Hi,
I've been working on a check job that uses devstack-gate jobs to run
the nova with the docker driver, while doing this I noticed that
sometimes during the nova boot for an instance the node looses network
connectivity(obviously a problem that needs to be worked on).
Whats interesting is zuuls behavior when this occurs in the check queue.
The job simply got restarted and this kept happening until the job passed.

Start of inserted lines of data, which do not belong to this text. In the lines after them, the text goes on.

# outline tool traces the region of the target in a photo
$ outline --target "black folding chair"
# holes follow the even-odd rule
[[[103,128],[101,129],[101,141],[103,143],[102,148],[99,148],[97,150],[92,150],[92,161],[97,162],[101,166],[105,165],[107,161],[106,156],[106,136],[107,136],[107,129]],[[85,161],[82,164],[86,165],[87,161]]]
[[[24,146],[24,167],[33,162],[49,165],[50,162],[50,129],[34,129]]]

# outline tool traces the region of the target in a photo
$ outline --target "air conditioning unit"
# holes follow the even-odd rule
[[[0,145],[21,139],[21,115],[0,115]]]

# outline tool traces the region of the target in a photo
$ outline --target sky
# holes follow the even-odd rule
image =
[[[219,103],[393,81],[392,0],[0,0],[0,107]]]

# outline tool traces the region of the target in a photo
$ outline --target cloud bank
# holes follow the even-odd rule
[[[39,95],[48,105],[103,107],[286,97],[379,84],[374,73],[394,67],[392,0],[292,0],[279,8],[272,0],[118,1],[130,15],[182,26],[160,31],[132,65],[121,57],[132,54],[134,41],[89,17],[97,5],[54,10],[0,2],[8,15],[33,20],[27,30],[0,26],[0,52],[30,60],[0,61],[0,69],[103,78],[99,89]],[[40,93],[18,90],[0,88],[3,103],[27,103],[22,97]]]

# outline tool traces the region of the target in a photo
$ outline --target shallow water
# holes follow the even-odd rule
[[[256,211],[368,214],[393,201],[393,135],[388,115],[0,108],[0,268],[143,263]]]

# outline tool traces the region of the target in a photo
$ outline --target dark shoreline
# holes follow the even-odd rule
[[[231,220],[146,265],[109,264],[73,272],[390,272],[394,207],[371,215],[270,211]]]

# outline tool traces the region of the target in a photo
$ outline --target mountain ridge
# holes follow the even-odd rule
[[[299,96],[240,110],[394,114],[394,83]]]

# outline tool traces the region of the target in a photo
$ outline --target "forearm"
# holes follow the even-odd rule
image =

A legitimately failed job :
https://jenkins05.openstack.org/job/check-nova-docker-dsvm-f20/2/
http://logs.openstack.org/14/91514/5/check/check-nova-docker-dsvm-f20/d5c1ebf/console.html
Retry (also failed) :
https://jenkins07.openstack.org/job/check-nova-docker-dsvm-f20/3/
http://logs.openstack.org/14/91514/5/check/check-nova-docker-dsvm-f20/d5f26ed/console.html
Retried again (passed) :
https://jenkins01.openstack.org/job/check-nova-docker-dsvm-f20/3/
http://logs.openstack.org/14/91514/5/check/check-nova-docker-dsvm-f20/2ebfa88/console.html
And success gets reported back to gerrit
https://review.openstack.org/#/c/91514/
Patch Set 5: Verified+1
check-nova-docker-dsvm-f20 SUCCESS in 17m 27s (non-voting)
Wouldn't this behavior allow commits that cause intermittent network
problems to more easily sneak passed the gating infrastructure?
I'm guessing that the retry is being triggered in
zuul/launcher/gearman.py : onBuildCompleted()
because onDisconnect calls onBuildCompleted with no results param
Any thoughts?
thanks,
Derek.